Quando se trata de roupas ecologicamente corretas, pouco importa as cores e os modelos. O que importa nesse aspecto é a maneira como ela é fabricada, principalmente os tecidos que são usados na confecção de uma peça. De todos os tecidos, o mais ecológico é o linho. Em seu cultivo quase não se utiliza fertilizante químico e também não há desperdícios, pois a palha que sai da flor do linho serve para a fabricação de aglomerado, e a semente da planta se tranforma em óleo de linhaça. O linho é 100% biodegradável, antibacteriano, antifugicida, de baixa elasticidade, não deforma facilmente, não causa irritações na pele nem alergias, é altamente resistente, possui proteção UV, favorece o sono, auxilia no tratamento de limpeza de pele além de ser ideal para enfrentar altas temperaturas. Tudo isso e também o apelo de marca no mercado de consumo com a busca de salvar o planeta  contribui para que o linho seja o tecido a bombar nesse verão.

Roupas em Linho.

O custo da produção do linho é alto, e a fábrica de tecidos Linifício Leslie é uma das únicas no Brasil a produzir o fio a partir da fibra, que é importada de países europeus como Bélgica e França. Para deixar a peça mais barata, o linho tem sido misturado a fibras como algodão, seda e viscose, tornando-se mais acessível no mercado popular. O linho mais procurado em lojas de tecido é o misturado ao algodão, e as versões coloridas, listradas e estampadas são as favoritas do público feminino de todas as idades.
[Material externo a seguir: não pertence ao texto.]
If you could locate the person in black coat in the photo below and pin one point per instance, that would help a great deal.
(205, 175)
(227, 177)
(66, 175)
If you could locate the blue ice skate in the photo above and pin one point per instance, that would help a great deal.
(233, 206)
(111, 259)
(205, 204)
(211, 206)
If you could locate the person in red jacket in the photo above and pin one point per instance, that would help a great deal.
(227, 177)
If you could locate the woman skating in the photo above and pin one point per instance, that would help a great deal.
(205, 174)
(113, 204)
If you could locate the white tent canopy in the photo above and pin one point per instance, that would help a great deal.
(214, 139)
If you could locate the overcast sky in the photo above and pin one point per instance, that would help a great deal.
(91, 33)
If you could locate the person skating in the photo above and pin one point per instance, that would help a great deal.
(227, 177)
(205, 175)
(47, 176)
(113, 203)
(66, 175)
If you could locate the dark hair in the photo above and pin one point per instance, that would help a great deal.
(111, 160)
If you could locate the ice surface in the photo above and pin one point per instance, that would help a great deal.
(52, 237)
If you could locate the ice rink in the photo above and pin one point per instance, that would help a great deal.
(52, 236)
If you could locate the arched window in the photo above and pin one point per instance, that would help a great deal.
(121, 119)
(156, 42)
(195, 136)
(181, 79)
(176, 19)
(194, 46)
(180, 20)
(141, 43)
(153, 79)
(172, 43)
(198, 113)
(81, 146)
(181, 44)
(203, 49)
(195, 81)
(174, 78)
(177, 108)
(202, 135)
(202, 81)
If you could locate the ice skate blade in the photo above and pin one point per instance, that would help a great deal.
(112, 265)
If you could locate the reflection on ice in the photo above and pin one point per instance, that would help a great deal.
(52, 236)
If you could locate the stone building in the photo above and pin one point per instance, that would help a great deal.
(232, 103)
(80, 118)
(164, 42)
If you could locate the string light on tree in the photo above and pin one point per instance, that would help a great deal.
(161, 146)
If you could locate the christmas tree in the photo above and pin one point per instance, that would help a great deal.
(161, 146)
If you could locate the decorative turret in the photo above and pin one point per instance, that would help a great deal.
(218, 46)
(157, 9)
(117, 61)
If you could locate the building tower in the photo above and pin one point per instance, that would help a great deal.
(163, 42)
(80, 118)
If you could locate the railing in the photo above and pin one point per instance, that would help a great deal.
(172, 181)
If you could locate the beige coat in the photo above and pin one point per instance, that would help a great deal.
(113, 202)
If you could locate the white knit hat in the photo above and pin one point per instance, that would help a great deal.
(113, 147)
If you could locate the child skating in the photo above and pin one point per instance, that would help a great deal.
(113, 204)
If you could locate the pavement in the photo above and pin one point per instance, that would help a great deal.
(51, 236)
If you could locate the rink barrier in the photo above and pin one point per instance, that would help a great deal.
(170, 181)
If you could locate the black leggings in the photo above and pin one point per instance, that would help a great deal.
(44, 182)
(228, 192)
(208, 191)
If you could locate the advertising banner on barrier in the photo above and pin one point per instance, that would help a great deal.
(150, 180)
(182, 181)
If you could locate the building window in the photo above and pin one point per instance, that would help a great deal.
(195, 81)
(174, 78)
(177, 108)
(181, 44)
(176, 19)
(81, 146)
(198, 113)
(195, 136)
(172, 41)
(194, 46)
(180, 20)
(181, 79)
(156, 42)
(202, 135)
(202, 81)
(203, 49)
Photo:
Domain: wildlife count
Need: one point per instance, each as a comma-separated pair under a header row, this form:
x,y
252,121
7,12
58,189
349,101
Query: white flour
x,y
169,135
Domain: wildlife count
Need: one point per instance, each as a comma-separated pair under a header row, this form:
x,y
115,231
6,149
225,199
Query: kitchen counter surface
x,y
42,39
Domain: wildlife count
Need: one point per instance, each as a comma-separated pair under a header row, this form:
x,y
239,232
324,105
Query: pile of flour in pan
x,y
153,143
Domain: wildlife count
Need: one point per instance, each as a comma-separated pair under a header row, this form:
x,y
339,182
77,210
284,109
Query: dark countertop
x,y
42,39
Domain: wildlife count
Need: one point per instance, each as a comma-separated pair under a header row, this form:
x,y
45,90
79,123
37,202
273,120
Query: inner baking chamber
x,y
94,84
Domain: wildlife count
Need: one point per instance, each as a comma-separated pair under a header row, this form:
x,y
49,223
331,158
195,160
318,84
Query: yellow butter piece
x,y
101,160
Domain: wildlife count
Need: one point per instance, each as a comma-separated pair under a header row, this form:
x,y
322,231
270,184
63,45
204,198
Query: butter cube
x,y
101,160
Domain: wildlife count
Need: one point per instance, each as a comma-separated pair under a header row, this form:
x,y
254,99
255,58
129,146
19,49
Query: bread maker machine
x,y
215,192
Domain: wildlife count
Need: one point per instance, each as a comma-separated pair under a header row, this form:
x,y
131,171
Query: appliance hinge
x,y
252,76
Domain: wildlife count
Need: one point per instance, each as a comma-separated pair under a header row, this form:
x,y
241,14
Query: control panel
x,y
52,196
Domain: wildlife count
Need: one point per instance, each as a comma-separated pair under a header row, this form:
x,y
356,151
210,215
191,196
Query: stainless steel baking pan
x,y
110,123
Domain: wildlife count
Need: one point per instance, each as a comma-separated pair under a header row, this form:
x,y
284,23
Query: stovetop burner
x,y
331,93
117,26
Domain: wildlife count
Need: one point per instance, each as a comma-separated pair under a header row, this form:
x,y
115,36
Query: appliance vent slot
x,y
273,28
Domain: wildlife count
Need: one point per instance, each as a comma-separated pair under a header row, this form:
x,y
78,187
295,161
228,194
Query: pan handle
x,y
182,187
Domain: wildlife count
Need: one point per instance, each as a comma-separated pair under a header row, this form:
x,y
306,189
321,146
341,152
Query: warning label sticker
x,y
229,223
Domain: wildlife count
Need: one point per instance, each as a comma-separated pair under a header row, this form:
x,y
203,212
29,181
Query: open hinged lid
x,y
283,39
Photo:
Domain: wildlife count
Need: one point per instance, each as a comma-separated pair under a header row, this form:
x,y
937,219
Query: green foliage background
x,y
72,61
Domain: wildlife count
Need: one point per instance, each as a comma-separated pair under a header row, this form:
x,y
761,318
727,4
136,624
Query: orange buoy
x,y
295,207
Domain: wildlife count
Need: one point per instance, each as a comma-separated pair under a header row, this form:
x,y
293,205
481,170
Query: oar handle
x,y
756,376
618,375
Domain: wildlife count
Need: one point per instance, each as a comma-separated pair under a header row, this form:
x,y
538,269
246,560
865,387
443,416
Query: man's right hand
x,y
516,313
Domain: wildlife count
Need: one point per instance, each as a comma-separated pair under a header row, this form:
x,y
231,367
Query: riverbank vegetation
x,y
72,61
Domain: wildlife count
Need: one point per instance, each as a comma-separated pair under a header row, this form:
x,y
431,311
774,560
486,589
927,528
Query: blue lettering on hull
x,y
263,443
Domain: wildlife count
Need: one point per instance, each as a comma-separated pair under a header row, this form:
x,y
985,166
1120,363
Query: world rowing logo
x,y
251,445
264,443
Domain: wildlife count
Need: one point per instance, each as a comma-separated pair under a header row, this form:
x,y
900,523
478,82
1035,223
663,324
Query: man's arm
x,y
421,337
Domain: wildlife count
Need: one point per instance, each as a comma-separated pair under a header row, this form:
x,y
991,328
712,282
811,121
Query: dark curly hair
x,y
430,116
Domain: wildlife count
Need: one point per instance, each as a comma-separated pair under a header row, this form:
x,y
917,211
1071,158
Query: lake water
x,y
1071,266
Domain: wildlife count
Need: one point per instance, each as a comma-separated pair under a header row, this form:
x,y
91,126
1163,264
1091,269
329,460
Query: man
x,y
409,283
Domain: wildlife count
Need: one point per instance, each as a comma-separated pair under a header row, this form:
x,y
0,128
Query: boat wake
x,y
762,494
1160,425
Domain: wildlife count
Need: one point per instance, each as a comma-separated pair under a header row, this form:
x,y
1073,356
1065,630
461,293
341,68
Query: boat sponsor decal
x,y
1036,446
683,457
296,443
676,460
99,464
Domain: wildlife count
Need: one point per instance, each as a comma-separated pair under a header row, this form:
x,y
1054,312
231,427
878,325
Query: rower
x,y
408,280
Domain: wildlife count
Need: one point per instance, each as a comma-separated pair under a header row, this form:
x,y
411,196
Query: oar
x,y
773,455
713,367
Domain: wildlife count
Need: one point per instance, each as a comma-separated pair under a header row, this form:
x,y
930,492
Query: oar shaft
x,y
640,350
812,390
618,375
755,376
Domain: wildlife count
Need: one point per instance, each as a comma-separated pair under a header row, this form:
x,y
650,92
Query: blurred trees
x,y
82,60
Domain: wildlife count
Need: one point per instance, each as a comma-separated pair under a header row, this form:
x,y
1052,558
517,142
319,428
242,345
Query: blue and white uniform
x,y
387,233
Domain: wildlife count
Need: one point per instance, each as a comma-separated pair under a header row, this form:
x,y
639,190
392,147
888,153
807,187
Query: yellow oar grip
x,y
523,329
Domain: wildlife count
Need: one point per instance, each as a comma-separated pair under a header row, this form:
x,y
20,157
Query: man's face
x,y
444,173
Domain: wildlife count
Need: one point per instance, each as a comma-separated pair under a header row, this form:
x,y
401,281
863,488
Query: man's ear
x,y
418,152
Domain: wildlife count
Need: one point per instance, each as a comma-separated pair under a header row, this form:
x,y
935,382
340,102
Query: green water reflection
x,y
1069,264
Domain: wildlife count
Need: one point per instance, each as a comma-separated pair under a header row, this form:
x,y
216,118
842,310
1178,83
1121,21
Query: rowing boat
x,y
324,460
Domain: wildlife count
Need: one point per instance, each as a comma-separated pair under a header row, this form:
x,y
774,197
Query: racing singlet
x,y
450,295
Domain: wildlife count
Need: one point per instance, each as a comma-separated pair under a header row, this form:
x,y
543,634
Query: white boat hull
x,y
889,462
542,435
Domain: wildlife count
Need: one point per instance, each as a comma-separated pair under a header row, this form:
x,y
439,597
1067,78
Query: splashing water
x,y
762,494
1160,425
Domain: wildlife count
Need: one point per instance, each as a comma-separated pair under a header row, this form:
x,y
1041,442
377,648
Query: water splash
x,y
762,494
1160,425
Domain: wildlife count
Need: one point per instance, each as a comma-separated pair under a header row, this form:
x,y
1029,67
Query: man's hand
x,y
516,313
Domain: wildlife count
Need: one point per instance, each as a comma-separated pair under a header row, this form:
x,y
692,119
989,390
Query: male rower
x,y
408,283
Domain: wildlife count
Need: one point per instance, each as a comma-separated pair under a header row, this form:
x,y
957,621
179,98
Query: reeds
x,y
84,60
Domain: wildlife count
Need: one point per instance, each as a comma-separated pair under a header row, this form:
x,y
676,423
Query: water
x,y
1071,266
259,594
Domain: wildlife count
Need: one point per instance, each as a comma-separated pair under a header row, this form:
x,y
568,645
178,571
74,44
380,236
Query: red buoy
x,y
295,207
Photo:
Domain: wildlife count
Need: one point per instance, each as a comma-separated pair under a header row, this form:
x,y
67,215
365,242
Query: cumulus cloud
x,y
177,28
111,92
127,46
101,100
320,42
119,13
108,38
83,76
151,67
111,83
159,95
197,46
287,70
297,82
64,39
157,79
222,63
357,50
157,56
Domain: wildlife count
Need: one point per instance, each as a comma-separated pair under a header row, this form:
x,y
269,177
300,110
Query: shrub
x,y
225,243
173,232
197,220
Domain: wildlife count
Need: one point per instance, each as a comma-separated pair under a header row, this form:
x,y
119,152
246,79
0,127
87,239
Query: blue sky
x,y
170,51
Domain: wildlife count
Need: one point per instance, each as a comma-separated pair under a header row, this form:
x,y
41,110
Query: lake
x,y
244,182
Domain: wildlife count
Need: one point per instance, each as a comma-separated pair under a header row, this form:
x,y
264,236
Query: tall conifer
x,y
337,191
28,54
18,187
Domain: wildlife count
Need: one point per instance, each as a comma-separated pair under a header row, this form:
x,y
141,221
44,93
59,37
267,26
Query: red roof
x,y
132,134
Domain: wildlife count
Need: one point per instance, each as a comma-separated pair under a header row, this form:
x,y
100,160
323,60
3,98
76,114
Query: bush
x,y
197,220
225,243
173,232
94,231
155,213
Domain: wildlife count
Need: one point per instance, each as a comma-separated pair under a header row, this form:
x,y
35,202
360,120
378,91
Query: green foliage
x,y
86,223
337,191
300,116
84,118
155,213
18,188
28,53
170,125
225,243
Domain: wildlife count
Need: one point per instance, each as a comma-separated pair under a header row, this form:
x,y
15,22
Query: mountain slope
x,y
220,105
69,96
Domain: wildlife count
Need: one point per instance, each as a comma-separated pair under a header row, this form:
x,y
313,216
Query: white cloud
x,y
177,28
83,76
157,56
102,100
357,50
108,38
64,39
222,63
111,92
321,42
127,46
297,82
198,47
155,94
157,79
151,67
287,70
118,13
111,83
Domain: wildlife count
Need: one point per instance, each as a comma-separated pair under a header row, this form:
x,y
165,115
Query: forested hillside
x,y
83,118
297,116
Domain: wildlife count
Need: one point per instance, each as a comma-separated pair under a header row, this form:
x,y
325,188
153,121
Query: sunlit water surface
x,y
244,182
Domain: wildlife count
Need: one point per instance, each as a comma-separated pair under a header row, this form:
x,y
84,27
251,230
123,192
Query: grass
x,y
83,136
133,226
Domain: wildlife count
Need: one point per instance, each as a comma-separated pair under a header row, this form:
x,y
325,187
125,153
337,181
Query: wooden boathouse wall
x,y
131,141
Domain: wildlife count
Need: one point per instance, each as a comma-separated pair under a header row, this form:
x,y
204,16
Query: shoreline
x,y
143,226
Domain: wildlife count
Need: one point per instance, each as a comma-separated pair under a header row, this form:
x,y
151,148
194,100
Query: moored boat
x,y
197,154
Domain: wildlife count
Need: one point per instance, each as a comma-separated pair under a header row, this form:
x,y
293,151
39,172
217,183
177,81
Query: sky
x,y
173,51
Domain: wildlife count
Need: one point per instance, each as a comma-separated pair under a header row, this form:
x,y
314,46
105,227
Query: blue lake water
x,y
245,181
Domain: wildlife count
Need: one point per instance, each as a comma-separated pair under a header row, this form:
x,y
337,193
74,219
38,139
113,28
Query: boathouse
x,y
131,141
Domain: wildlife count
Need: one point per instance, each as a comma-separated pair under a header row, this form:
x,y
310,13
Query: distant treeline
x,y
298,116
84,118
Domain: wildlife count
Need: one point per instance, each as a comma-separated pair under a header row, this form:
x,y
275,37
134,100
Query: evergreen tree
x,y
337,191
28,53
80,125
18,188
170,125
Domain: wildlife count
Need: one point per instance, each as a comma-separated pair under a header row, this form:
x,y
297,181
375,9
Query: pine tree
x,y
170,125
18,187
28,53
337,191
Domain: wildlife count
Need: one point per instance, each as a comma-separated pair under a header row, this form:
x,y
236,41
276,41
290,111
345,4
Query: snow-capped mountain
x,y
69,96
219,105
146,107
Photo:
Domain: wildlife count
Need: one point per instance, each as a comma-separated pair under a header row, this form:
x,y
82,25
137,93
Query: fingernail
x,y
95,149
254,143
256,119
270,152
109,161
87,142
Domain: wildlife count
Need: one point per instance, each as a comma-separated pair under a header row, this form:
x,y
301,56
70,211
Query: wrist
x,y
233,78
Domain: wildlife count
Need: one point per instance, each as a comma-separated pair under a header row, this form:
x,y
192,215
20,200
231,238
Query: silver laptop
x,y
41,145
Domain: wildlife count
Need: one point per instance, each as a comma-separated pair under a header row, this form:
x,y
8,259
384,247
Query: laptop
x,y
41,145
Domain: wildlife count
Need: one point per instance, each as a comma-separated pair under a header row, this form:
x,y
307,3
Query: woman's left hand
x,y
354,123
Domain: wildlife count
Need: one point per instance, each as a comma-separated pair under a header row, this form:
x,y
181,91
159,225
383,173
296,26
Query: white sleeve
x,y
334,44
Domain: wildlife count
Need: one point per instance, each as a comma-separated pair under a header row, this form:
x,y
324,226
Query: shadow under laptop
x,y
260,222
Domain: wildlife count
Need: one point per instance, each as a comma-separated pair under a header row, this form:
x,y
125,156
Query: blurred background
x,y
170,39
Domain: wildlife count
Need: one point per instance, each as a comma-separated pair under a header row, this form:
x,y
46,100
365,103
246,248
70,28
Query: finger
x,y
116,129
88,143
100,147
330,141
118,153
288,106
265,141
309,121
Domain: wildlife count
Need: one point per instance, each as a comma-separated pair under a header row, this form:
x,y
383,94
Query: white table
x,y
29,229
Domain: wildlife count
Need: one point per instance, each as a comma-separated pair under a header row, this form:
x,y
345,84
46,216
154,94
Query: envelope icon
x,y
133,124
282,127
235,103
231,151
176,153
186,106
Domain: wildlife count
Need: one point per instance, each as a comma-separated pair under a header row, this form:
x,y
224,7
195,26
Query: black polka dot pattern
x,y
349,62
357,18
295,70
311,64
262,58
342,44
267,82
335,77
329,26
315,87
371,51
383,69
Vestido em Linho, Seda e Algodão.

Não vai demorar muito para o linho se tornar popular novamente, em outros tempos ele era o preferido do público e ainda possuia o fato de ser um tecido que amassava muito. Com a tecnologia isso deixou de ser um fato, o fio do linho recebe uma enzima que o deixa menos estruturado, e ainda recebe um efeito ‘amassado natural’. Até porque a roupa muito bem engomada está fora de moda, pois o linho duro de antigamente era usado para confeccionar os uniformes dos coronéis, e por esse motivo tinha a caracterítica de ser uma roupa pesada e brega, e quem aderia ao linho era tido como careta. Mas o caráter de antiguidade tem a ver com a sua origem, de acordo com alguns livros, o linho foi encontrado pela primeira vez a oito mil anos nas tumbas egípcias, onde era usado para enrolar o corpo das múmias. A partir disso, foi levado à Europa por comerciantes e navegadores, e desde então não saiu mais dos comércios. Os europeus, australianos e norte-americanos são os grandes consumidores do linho e enxergam qualquer peça feita com ele  como sinônimo de relaxamento, mas com um toque rústico e sofisticado.